For phonon-phonon scattering, effects by normal processes (processes which conserve the phonon wave vector - N processes) are ignored in favor of Umklapp processes (U processes). Since normal processes vary linearly with ${\displaystyle \omega }$ and umklapp processes vary with ${\displaystyle \omega ^{2}}$, Umklapp scattering dominates at high frequency.[1] ${\displaystyle \tau _{U}}$ is given by:

${\displaystyle {\frac {1}{\tau _{U}}}=2\gamma ^{2}{\frac {k_{B}T}{\mu V_{0}}}{\frac {\omega ^{2}}{\omega _{D}}}}$

where ${\displaystyle \gamma }$ is Gruneisen anharmonicity parameter, μ is shear modulus, V0 is volume per atom and ${\displaystyle \omega _{D}}$ is Debye frequency.[2]

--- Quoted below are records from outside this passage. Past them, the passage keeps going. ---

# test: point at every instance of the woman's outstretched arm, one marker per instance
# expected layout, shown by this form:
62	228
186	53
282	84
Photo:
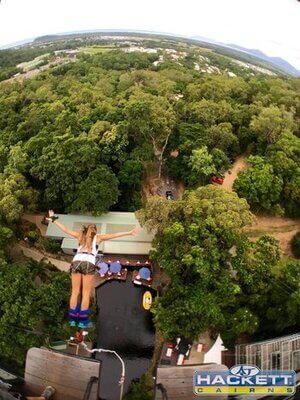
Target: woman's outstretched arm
133	232
62	227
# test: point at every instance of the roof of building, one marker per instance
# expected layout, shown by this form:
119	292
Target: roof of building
111	222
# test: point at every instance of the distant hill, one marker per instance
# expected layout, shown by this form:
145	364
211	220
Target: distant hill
254	56
281	63
259	55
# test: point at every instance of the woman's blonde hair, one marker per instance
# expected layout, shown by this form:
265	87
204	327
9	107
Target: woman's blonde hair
87	235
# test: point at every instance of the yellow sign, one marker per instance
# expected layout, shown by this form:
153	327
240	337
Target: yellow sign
147	300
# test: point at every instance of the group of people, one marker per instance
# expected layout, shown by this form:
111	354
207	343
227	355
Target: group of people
83	268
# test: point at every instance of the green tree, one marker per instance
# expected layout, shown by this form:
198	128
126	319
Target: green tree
192	245
259	185
97	193
295	244
151	119
31	296
270	123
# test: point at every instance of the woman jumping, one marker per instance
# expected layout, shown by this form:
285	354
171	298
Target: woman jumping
83	268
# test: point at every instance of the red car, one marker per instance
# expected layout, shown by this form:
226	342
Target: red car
217	179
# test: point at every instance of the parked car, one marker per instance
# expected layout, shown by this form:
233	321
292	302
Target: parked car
217	179
169	195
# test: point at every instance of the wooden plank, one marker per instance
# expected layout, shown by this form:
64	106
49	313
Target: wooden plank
68	374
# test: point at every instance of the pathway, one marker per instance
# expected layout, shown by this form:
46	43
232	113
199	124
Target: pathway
283	229
19	249
239	164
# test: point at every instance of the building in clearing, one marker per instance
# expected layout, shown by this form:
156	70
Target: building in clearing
111	222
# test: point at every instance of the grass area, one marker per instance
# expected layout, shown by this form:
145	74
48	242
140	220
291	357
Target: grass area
96	49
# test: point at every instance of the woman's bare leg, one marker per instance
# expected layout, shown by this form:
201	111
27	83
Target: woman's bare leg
87	287
76	288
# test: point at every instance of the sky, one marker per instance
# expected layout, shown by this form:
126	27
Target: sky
272	26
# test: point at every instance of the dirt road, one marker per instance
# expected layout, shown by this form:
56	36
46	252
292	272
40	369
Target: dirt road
283	229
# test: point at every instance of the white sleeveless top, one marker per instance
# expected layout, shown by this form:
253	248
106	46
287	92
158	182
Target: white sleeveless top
84	255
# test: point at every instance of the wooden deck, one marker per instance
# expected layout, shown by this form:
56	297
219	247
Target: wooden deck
69	375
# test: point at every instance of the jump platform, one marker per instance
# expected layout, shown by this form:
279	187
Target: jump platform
69	375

## Mass-difference impurity scattering

Mass-difference impurity scattering is given by:

${\displaystyle {\frac {1}{\tau _{M}}}={\frac {V_{0}\Gamma \omega ^{4}}{4\pi v_{g}^{3}}}}$

where ${\displaystyle \Gamma }$ is a measure of the impurity scattering strength. Note that ${\displaystyle {v_{g}}}$ is dependent of the dispersion curves.

## Boundary scattering

Boundary scattering is particularly important for low-dimensional nanostructures and its relaxation time is given by:

${\displaystyle {\frac {1}{\tau _{B}}}={\frac {V}{D}}(1-p)}$

where D is the dimension of the system and p represents the surface roughness parameter. The value p=1 means a smooth perfect surface that the scattering is purely specular and the relaxation time goes to ∞; hence, boundary scattering does not affect thermal transport. The value p=0 represents a very rough surface that the scattering is then purely diffusive which gives:

${\displaystyle {\frac {1}{\tau _{B}}}={\frac {V}{D}}}$

This equation is also known as Casimir limit.[3]

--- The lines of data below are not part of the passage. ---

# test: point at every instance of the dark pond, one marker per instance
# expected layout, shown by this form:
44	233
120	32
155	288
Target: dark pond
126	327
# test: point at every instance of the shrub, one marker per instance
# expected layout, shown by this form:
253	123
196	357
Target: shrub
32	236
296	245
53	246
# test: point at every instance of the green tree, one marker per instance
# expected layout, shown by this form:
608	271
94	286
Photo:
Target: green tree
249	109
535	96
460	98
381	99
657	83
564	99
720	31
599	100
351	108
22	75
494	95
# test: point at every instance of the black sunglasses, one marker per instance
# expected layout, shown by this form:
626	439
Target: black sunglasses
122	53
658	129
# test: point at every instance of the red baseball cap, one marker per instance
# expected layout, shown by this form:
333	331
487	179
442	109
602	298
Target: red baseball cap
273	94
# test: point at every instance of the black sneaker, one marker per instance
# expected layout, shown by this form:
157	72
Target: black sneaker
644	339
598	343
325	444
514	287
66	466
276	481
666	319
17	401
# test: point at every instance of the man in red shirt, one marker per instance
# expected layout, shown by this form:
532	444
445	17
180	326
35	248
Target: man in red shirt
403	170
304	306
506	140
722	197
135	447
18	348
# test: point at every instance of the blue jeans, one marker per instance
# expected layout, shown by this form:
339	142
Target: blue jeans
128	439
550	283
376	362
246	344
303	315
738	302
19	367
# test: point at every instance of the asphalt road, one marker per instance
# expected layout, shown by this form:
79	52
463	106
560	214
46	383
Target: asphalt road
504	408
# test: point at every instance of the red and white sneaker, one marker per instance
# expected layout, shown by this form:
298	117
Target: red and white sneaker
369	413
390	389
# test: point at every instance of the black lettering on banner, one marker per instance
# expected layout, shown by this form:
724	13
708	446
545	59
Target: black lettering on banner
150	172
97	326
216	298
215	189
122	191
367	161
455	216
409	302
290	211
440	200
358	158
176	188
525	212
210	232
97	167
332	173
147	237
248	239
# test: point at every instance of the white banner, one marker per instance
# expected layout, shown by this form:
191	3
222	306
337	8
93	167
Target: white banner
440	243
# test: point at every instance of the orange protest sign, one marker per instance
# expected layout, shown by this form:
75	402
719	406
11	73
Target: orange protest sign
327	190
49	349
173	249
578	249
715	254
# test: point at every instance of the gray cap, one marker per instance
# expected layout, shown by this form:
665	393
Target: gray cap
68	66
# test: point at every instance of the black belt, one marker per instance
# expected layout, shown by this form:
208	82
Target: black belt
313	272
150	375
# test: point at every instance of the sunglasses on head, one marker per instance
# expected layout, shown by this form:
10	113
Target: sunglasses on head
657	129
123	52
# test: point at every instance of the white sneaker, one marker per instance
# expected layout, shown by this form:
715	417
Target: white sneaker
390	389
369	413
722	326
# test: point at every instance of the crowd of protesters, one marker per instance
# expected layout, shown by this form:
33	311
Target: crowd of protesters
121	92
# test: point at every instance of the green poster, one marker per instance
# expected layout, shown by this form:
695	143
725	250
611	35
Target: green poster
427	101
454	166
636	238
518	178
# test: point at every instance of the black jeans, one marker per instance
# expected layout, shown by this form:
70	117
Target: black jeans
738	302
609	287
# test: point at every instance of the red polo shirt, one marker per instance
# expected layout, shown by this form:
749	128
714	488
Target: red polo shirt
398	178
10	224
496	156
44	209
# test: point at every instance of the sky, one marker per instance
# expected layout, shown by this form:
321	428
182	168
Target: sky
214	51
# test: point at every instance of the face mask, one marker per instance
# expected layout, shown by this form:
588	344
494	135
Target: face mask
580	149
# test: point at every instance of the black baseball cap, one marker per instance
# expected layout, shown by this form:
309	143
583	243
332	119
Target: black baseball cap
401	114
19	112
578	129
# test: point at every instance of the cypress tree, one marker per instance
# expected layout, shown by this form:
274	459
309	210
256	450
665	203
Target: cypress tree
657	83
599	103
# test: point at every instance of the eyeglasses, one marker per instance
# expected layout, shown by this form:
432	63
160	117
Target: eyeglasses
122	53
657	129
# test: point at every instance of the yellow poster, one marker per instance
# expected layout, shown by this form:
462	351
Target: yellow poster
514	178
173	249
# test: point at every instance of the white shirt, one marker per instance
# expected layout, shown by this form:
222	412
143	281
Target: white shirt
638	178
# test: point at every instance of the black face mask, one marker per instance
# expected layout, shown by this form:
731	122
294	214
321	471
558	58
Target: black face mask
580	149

## Phonon-electron scattering

Phonon-electron scattering can also contribute when the material is heavily doped. The corresponding relaxation time is given as:

${\displaystyle {\frac {1}{\tau _{ph-e}}}={\frac {n_{e}\epsilon ^{2}\omega }{\rho V^{2}k_{B}T}}{\sqrt {\frac {\pi m^{*}V^{2}}{2k_{B}T}}}\exp \left(-{\frac {m^{*}V^{2}}{2k_{B}T}}\right)}$

The parameter ${\displaystyle n_{e}}$ is conduction electrons concentration, ε is deformation potential, ρ is mass density and m* is effective electron mass.[2] It is usually assumed that contribution to thermal conductivity by phonon-electron scattering is negligible.

## References

1. ^ Mingo, N (2003). "Calculation of nanowire thermal conductivity using complete phonon dispersion relations". Physical Review B. 68 (11): 113308. Bibcode:2003PhRvB..68k3308M. arXiv:. doi:10.1103/PhysRevB.68.113308.
2. ^ a b Zou, Jie; Balandin, Alexander (2001). "Phonon heat conduction in a semiconductor nanowire" (PDF). Journal of Applied Physics. 89 (5): 2932. Bibcode:2001JAP....89.2932Z. doi:10.1063/1.1345515.
3. ^ Casimir, H.B.G (1938). "Note on the Conduction of Heat in Crystals". Physica. 5 (6): 495. Bibcode:1938Phy.....5..495C. doi:10.1016/S0031-8914(38)80162-2.